According to Rolling Stone,
“The early Nineties, when the show will be set, was of course a tumultuous time for L.A. The crack epidemic, the war on drugs, tough-on-crime policies and gang violence wreaked havoc on many neighborhoods, while long-simmering racial tensions finally erupted in 1992 after four LAPD officers were acquitted of beating Rodney King.”
As for Insecure, the second season was a success, with the third on its way.
Earlier this year, she appeared on a Complex issue as Pam Grier, Issa’s favorite black woman on television.
Issa Rae is very known for keeping it real at all times.
“You compare yourself to other people. You compare your success to other people. Everything happens at the right time. I’m still awkward, but now I don’t apologize for leaving the party at 9 p.m.”
“Being able to explore that on the show and have people talk about it, and to address it and to show a potential solution and to have people kind of question their own personal worth at their job – it fit exactly within the vein of our show because we don’t necessarily take a side either way.”
And she certainly does do that. If you haven’t watched her original series, take a look at episode one.
Check out the full list of episodes here.

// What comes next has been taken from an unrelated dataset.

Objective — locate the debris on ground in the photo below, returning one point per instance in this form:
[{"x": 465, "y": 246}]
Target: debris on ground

It’s no wonder that her authentic, creative outlet shone through Hollywood’s hearts and garnered so many fans.
In an interview with People Magazine, Rae has a heart to heart discussing women in the industry,
“I’ve been influenced by strong women doing what they’re supposed to do and living in their truths. I think being in the industry and seeing a dearth of those women made me feel like, ‘I can do something.
And Rae seems to have accomplished telling these issues so far through activism and magnifying show plot-lines. The Hollywood Reporter‘s interview with her speaks about the issues going on around the world today and touches on how that flows with her characters’ development.

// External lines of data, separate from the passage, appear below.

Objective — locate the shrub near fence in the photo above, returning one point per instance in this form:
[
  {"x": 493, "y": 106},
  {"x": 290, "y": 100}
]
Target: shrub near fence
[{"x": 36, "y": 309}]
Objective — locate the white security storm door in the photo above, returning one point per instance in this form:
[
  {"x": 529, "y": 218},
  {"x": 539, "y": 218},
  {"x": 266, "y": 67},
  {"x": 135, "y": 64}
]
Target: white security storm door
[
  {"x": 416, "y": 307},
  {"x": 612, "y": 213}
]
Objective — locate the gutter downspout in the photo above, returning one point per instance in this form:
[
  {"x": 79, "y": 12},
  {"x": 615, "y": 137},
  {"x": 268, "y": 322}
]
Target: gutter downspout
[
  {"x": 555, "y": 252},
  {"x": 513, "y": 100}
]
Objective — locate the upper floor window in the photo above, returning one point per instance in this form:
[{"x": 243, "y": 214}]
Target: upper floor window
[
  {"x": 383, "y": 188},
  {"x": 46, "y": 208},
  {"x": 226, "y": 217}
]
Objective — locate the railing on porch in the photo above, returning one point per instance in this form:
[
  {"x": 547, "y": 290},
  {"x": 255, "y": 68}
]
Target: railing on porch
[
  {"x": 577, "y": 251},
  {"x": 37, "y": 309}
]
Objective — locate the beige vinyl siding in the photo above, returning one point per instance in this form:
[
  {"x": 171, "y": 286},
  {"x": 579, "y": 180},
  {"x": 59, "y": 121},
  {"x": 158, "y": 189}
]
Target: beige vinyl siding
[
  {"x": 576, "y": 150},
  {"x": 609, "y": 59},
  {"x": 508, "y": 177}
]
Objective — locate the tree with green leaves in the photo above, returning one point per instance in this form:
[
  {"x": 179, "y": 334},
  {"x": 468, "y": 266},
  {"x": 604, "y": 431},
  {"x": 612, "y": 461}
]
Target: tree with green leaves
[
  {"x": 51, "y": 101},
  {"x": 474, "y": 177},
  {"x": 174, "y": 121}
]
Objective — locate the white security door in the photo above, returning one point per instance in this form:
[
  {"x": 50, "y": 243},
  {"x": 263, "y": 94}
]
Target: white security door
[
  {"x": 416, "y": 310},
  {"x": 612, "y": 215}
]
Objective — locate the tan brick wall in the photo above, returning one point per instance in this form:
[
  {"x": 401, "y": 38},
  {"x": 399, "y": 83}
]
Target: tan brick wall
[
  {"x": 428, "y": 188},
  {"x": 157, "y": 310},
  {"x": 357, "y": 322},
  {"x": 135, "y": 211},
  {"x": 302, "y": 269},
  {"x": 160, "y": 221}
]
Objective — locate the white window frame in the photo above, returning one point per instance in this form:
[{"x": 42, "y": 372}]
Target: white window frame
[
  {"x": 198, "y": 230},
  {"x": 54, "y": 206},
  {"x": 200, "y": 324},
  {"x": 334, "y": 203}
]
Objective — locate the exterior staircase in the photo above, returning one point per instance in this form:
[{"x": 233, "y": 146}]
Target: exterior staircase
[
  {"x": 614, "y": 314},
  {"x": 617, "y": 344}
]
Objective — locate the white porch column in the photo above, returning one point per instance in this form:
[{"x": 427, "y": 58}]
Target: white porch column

“I get to actually hire people, and dictate who I work with and who I can put a spotlight on. It just made sense for me as someone who is constantly inspired by powerful women to give them a platform to be able to do the same.”

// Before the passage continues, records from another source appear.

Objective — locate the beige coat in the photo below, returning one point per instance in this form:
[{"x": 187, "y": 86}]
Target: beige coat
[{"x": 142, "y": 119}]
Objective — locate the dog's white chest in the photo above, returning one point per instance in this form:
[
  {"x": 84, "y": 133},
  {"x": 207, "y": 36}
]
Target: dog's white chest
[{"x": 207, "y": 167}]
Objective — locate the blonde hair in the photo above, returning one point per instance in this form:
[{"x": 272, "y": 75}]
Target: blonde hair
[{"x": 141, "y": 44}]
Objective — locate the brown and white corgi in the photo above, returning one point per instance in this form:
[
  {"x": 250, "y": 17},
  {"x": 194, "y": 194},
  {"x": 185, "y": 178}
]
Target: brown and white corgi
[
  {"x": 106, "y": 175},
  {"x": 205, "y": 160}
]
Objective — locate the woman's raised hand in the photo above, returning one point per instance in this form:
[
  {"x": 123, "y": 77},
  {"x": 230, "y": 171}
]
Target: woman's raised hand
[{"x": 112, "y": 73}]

On television, Black women are often portrayed as stereotypically as possible. Quartz does a wonderful job at describing the typical images of Black women in media:
“On screen, black women are often trapped at one or another extreme. On one side are the black women reduced to time-honored stereotypes, where they are either “mammys” (Gone With the Wind and The Help); prostitutes (Hustle and Flow) or addicts (The Corner); or reductive “magical negro” types (Whoopi Goldberg in Ghost).”
And then we have the “fierce, unstoppably powerful superwomen that have risen lately as a sharp reaction to these roles: Olivia Pope of Scandal; Cookie of Empire; Beyoncé of… Beyoncé.”
Issa Rae’s character, J, explores a medium between these extremes, giving the audience an original and authentic spin on her character, which no doubt helped propel her career in the direction she wanted, and spun it into an award-winning production.
She certainly has a natural ability to channel relatable stories. She told the Hollywood Reporter, “For me it just came down to telling human stories. Trying to be funny, putting people in realistic situations. We’re telling a very universally specific story.”
For now, Issa Rae remains a revolutionary out in the Hollywood spotlight and shines through her show Insecure.
As the trailblazing icon keeps taking on projects, we’re anxiously awaiting her next major move and next impactful message.